Big Data R Program
Week 15 Assignment - 100 points
Objective: Using SQL query in R data frame.
Given the Consumer_Complaints.csv, use sqldf( ) to query the database for the following
reports:
1) Query for all the states where “Movement Mortgage” are present – (columns are
Company & State)
2) Query for all the states where “Movement Mortgage” OR “Hewitt-Capital” are present
– (columns are Company & State). Sort the by Company.
3) Query for the Product of “Consumer Loan” and the various means of Submitting the
complain relating to Consumer Loan (Submission via). Count each mean of submission
(Submission via). (Columns are Product, ‘Submitted via’, ‘Count Submitted Via’

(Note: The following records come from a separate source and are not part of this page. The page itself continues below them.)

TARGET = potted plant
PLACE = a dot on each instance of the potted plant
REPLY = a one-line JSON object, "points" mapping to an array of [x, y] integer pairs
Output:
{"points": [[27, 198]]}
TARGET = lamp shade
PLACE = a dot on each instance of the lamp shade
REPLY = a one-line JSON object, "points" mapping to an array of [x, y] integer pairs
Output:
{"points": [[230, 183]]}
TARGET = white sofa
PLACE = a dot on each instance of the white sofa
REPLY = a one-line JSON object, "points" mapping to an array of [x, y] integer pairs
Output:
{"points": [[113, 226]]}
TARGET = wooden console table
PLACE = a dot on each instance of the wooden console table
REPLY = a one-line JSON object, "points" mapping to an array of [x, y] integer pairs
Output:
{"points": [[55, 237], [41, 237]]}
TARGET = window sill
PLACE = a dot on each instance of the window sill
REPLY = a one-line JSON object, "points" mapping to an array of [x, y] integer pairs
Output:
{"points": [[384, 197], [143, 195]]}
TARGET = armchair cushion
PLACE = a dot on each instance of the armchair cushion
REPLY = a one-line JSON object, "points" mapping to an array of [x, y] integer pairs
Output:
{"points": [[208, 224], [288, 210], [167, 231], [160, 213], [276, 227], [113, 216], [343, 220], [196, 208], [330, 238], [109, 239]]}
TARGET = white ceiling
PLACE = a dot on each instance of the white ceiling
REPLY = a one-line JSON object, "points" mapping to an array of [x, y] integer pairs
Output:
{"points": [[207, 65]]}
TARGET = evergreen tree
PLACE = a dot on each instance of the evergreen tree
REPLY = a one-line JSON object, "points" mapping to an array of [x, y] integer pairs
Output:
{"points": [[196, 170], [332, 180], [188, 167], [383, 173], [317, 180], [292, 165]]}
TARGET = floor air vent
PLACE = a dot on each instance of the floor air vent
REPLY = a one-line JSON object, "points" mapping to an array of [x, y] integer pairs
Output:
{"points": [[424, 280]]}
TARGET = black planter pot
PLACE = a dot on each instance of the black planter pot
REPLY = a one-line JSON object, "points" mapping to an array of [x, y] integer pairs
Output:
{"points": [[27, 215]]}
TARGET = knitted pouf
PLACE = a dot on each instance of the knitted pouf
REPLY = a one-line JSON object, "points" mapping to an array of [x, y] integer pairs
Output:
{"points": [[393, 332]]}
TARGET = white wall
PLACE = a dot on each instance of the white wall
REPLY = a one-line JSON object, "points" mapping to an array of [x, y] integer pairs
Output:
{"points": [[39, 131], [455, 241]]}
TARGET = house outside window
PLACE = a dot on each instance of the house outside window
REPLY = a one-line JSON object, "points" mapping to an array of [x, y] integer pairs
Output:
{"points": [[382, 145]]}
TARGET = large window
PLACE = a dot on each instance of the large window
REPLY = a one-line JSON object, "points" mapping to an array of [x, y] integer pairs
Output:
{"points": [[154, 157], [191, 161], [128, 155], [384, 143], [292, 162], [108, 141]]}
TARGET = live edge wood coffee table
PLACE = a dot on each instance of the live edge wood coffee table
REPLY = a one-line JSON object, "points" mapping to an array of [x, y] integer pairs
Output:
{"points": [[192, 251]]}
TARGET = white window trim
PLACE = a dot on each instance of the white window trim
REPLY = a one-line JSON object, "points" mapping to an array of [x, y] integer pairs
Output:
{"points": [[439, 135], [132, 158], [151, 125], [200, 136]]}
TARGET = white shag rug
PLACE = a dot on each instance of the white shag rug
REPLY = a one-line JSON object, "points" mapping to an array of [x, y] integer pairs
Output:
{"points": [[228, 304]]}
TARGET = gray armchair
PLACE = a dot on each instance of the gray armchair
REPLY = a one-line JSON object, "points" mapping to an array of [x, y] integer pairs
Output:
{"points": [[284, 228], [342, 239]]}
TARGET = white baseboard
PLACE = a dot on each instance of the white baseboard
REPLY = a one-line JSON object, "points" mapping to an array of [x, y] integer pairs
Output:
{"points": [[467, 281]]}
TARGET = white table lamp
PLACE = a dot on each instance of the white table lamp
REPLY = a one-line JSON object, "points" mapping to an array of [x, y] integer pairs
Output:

4) Query for company called “ACS Education Services” and its various Company
Response. Count each Company Response. Columns are Company, CompanyResponse
& ‘Count Company Response’.
5) Query for all Product and ‘Submitted via’ and count each of the ‘Submitted via’. Sort by
Product and ‘Submitted via’. Your columns are Product, Submittedvia, & ‘Count
Submitted via’
Example:
> sqldf("select company, state from myData where company =='360 Mortgage'") Company State 1 360 Mortgage MD 2 360 Mortgage CA 3 360 Mortgage FL 4 360 Mortgage AZ 5 360 Mortgage TX 6 360 Mortgage UT 7 360 Mortgage TX
We start by loading the appropriate libraries in R: sqldf package as follows:
> install.packages("sqldf")
> library(sqldf)
Next, we load the csv file and check the statistical properties of the csv
File as follow:
> setwd("C:/RData”) # your working directory
> myData <- read.csv("path to Consumer_complaint.csv") # loading the file
> str(myData) # check the properties of the file
. . . continue from here!
Important Note
You need to rename the column with space to remove the space. For example, you should
rename ‘Submitted via’ to SubmittedVia before you begin your query because R programming
does not like either space or dot in-between words.
Useful Links
https://www.youtube.com/watch?v=dn8OBC1L_Cw
http://dept.stat.lsa.umich.edu/~jerrick/courses/stat701/notes/sql.html
https://jasminedaly.com/tech-short-papers/sqldf_tutorial.html
Additional Note:
Your paper must have cover-page and reference-page.
Due on Sunday, August 18, 2019 at 11:59pm.
There will be penalty for late assignment.
No any screenshot is allowed in this assignment.